1. Termination of Forward Purchase Agreement. Each of the parties to the Forward Purchase Agreement agrees that, notwithstanding anything in the Forward Purchase Agreement to the contrary, the Transaction is hereby terminated and the Forward Purchase Agreement hereby rendered of no further effect. No further payments or deliveries shall be due by either Seller to Counterparty or Counterparty to Seller in respect of the Transaction (whether in cash, shares or otherwise), including without limitation in respect of any settlement amount, breakage costs or any amounts representing the future value of the Transaction, and neither party shall have any further obligation under the Transaction and, for the avoidance of doubt and without limitation, no payments will have accrued or be due under Sections 2, 6 or 11 of the ISDA Form.
2. Release. Effective as of the date hereof, each party to this agreement (in such capacity, the “Releasing Party”) does hereby, for itself and each of its affiliates, release and forever discharge the other parties and their affiliates and each of their respective current or former equityholders, directors, officers, agents and employees (in each case, in such person’s respective capacity as such), from any and all liabilities whatsoever to the Releasing Party or any of its affiliates, whether at law or in equity, arising from, related to or in connection with the Forward Purchase Agreement or the Transaction.
3. Professional Fees.

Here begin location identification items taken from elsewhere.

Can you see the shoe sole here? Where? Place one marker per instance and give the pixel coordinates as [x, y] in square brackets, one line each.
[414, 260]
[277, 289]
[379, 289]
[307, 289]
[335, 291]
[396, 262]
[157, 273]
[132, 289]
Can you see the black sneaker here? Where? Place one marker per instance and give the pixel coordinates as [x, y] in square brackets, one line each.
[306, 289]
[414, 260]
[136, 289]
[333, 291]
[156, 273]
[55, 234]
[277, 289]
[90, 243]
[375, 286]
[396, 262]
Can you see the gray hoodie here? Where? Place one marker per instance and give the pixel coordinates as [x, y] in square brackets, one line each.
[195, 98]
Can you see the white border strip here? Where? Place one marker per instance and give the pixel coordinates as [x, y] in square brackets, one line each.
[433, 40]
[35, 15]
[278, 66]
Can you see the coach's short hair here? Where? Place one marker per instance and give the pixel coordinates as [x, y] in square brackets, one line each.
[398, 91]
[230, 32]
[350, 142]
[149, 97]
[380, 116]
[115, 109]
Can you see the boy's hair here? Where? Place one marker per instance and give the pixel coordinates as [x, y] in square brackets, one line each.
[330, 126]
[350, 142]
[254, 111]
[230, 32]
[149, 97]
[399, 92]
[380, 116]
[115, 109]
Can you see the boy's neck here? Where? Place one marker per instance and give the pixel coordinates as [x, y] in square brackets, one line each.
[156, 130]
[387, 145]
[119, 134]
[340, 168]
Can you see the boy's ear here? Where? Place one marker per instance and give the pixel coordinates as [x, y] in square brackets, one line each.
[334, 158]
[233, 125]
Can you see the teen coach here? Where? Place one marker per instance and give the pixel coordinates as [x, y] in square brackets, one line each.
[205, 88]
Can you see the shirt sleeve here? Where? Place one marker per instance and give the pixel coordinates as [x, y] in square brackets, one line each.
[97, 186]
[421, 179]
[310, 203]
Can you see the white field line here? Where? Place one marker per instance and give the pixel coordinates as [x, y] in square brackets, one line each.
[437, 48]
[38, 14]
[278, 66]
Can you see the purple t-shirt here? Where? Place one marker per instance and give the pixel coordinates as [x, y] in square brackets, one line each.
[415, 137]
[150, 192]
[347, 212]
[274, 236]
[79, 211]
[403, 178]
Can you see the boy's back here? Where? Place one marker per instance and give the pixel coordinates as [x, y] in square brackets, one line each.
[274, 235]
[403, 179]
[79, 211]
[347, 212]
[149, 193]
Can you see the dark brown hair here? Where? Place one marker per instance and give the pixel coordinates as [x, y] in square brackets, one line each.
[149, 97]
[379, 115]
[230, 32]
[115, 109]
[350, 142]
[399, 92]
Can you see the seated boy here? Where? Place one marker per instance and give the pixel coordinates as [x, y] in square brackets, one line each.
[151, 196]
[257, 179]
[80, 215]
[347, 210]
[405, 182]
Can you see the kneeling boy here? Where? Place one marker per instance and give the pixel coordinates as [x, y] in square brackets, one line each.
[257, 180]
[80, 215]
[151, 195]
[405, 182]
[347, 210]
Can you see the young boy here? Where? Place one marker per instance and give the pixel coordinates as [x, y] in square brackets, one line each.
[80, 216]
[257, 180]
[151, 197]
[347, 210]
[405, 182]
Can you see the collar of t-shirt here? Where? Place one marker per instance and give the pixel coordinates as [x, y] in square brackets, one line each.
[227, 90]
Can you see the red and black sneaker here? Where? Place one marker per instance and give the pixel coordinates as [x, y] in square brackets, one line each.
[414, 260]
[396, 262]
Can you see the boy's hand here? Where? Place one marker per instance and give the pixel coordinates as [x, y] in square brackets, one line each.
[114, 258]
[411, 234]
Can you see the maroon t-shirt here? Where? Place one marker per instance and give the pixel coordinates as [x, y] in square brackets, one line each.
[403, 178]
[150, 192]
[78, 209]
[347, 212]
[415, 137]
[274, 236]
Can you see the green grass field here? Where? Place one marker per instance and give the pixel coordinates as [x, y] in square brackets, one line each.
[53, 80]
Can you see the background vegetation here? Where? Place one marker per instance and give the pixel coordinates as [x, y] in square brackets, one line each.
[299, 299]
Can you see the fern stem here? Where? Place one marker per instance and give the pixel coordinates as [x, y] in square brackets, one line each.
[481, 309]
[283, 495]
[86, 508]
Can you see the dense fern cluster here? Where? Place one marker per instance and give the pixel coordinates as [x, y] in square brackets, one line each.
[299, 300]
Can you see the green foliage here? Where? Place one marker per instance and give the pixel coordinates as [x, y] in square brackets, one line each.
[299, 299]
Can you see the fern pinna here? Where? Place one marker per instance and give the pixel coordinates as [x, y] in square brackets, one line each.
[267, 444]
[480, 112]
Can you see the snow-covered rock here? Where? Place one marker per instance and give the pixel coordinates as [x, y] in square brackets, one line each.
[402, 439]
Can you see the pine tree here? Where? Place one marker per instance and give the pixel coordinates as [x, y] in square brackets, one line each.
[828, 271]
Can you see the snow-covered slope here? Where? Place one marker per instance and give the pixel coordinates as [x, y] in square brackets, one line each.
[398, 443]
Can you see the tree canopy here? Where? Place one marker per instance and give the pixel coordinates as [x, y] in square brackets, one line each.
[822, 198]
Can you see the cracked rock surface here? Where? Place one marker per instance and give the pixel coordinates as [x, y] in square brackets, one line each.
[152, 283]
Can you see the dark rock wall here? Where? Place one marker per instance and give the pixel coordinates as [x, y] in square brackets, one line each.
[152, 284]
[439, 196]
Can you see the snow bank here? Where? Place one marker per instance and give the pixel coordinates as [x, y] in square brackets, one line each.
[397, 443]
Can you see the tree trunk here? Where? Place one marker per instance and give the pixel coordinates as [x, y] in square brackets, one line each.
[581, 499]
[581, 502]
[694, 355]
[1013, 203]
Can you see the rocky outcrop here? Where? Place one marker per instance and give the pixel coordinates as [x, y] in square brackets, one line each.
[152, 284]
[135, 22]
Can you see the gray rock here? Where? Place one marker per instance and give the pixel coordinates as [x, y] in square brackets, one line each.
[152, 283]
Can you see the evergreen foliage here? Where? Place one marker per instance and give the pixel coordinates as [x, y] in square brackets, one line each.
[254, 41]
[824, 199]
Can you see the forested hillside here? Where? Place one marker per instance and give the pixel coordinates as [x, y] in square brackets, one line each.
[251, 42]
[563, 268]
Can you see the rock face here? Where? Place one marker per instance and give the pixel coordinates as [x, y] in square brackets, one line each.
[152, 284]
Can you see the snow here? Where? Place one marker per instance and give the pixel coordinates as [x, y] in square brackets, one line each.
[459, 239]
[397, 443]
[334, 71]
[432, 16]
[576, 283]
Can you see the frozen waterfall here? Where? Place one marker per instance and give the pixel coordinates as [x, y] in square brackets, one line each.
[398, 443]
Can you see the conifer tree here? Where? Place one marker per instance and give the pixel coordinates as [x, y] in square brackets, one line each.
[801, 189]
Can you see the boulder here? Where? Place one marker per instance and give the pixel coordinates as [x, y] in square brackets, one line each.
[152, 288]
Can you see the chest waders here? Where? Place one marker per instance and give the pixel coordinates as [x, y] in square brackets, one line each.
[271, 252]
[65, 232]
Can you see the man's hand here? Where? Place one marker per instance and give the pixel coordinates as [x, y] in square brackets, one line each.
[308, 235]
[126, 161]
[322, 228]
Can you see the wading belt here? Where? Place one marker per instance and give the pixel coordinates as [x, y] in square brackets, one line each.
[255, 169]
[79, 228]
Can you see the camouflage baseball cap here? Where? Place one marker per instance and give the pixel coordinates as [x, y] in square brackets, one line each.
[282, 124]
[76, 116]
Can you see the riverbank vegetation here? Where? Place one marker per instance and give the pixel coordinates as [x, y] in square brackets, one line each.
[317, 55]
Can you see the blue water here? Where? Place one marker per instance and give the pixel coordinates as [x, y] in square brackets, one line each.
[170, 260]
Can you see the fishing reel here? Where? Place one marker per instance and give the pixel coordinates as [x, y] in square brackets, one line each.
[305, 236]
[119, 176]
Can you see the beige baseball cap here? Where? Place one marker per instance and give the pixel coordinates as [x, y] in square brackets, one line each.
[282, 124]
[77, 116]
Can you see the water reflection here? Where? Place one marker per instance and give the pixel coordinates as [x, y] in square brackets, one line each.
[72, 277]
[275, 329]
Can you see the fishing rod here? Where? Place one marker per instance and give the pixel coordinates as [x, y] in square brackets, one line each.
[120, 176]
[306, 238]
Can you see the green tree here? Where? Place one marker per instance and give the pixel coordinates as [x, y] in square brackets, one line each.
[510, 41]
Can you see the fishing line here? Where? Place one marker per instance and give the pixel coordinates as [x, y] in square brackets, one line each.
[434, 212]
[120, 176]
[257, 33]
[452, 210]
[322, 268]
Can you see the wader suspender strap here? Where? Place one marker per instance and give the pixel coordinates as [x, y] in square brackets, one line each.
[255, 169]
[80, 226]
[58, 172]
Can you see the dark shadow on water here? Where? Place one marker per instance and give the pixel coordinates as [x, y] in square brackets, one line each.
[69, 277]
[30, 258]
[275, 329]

Notwithstanding anything to the contrary in this letter agreement, the Counterparty shall pay to the Seller on the date of the closing of the Business Combination the attorney fees and other reasonable expenses of the Seller in an amount not to exceed $50,000.
4. Governing Law. This letter agreement, and any claim or cause of action hereunder based upon, arising out of or related to this letter agreement (whether based on law, in equity, in contract, in tort or any other theory) or the negotiation, execution, performance or enforcement of this letter agreement, shall be governed by and construed in accordance with the laws of the State of New York, without giving effect to the principles of conflicts of law thereof.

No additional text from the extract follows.